Unicorns, evil trolls and fantasy islands. Sometimes the way politicians talk about Brexit makes it all sound a bit Lord of the Rings, Neverending Story or, perhaps, Princess Bride.
Politics didn’t use to be like this. Our MPs didn’t need to witter on about magical beings because, for the most part, the debate was reasonably well grounded in reality.
The best that can be said about Theresa May’s deal is that it is a pragmatic compromise. The trouble is almost everyone seems to hate it and only last week it suffered the biggest Commons defeat for a Government in modern history.
Yesterday was billed as the unveiling of Plan B, but, as Conservative MP Sarah Wollaston pointed out, “it’s like last week’s vote never happened. Plan B is Plan A.” Just as the need to get real about Brexit is becoming increasingly pressing, the Prime Minister appears to be entering her own fantasy story in the belief she will triumph heroically in the end. In her speech, she said she would “reach out beyond this House and engage more deeply with businesses, civil society and trade unions”. But all that should have been done and dusted months ago – it is the people inside the House that May needs to convince.
She knows the depth of their opposition to her deal, but casually dismissed calls for a second referendum, saying she did not “believe” there was a majority in the Commons for one. Yet it appears to be the only sensible option left if MPs will not support the Government’s Brexit plan. Of course, the default position under current legislation is a no-deal Brexit.
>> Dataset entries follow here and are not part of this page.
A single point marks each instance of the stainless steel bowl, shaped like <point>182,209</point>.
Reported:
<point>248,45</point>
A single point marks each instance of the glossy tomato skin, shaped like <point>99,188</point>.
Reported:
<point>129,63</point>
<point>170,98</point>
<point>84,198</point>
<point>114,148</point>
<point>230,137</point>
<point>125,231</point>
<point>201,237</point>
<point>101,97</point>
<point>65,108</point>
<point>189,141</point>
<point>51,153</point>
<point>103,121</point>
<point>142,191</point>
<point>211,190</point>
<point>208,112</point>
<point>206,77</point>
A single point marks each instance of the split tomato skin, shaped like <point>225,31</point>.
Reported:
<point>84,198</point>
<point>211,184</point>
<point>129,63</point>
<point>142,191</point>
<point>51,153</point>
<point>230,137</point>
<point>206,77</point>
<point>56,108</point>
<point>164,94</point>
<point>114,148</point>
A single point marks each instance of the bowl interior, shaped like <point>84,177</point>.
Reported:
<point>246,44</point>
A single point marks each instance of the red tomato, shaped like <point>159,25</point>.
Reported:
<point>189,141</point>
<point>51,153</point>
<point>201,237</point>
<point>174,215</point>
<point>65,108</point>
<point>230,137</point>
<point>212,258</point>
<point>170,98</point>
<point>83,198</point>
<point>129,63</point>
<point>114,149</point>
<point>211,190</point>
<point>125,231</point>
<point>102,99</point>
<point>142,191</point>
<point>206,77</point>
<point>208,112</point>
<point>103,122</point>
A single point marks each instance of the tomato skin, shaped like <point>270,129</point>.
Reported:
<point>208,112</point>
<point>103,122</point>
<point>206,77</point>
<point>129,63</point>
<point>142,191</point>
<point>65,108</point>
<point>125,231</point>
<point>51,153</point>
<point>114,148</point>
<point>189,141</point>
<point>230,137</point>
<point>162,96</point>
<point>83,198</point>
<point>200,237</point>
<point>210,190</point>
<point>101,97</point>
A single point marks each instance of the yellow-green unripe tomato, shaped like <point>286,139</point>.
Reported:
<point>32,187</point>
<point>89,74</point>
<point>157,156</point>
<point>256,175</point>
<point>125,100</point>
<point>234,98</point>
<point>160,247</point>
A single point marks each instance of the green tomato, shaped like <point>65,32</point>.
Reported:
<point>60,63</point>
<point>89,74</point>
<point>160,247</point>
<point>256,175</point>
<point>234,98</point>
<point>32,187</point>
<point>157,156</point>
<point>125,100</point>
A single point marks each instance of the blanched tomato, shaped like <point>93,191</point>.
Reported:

This means the hardcore of mostly Tory MPs who support that outcome – much courted by May – are now never going to vote for her deal. They just have to wait, do everything they can to ensure the current Commons impasse continues, and they will get what they want.
So May is now reliant on Remainers on both sides of the House coming to the conclusion they must back a Government which has largely ignored their views to prevent a potential catastrophe. This is an extraordinarily large gamble to take. In the latest of many warnings about how bad no-deal could be, the CBI said it may eventually cost the Scottish economy £14 billion a year.
It is often said there is no majority in the Commons for no-deal. And yet, unless our politicians get real and quickly, that is what is precisely what is going to happen.